Efforts must be made to humanize intensive care as much as possible. Critical care units should be designed to focus on healing the body, the mind, with especial attention paid to a patient’s emotions. The physical environment has an impact on patient outcomes; the psychological environment can, too. A healing ICU environment will balance both.
A number of elements contribute to a healing ICU environment. The layout of a critical care unit helps create an environment that supports caregiving, which helps alleviate a host of work-related stresses. A quieter environment, one that includes family and friends, dotted with windows and natural light, creates a space that makes people feel balanced and reassured.
Modern intensive care is designed to saves lives. However, the substantial related financial costs are, for many, married to substantial costs in terms of suffering. In the sickest, the experience of intensive care is commonly associated with the development of profound physical debility, which may last years after discharge. Thus, home intensive care is an important concept for all seriously ill people and the families to explore.
The negative psychological impact experienced by ICU patients during their care is widely recognized, as is the persistence of psychological morbidity. Considering what care is genuinely in the best interest of a particular patient is a critical subject that must be explored by patients and their doctors together.

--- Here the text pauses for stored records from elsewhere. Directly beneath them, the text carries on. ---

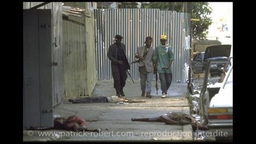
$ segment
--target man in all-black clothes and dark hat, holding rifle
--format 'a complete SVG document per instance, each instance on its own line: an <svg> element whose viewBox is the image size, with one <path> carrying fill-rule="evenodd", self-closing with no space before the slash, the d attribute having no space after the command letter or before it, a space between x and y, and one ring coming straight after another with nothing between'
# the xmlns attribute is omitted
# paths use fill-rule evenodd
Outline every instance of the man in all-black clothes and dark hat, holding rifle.
<svg viewBox="0 0 256 144"><path fill-rule="evenodd" d="M127 69L130 69L130 64L126 57L126 46L121 43L122 36L116 35L114 44L108 48L108 59L111 60L111 70L114 79L114 88L116 89L116 96L124 96L123 88L126 84Z"/></svg>

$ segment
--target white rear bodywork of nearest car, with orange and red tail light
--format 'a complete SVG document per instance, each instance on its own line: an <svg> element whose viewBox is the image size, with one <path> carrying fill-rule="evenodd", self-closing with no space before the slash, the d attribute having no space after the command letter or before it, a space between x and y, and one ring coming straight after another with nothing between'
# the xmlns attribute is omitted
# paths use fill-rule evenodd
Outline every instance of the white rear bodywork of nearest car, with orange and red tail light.
<svg viewBox="0 0 256 144"><path fill-rule="evenodd" d="M233 138L233 66L226 74L219 92L210 100L207 110L210 132L223 132L216 139ZM224 135L226 134L226 135Z"/></svg>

Dying patients may receive invasive medical treatments immediately before death, in spite of evidence of their poor prognosis being available to clinicians. The difficulties of ascertaining treatment preferences, predicting the trajectory of dying in critically ill people, and assessing the degree to which further interventions are futile are critical issues.
Enduring ethical complexities attending end of life care mean that the process of withdrawing or withholding medical care is associated with significant problems for clinical staff. Often these decisions are best made by families outside the hospital with home intensive care offering more flexibility in this regard.
The perceived differences between ‘killing’ and ‘letting die’ and the cultural constraints which attend the orchestration of ‘natural’ death is a hairline critical issue that sometimes can be worked around with special treatments not available yet in hospital ICU units.
Balancing action with non-action, and sometimes stepping out of the box of officially accepted medical treatments allows the family and one’s medical team leads to a diffusion of responsibility for the life or death of a patient. From the physician’s point of view, it is crucial to incorporate a patient’s family and the nursing staff into the decision-making process.
Obviously open conversations must be held regarding the balancing of the positive and negative impacts of intensive care. Such conversations should extend to individual patients and their families when considering what care is genuinely in their best interests.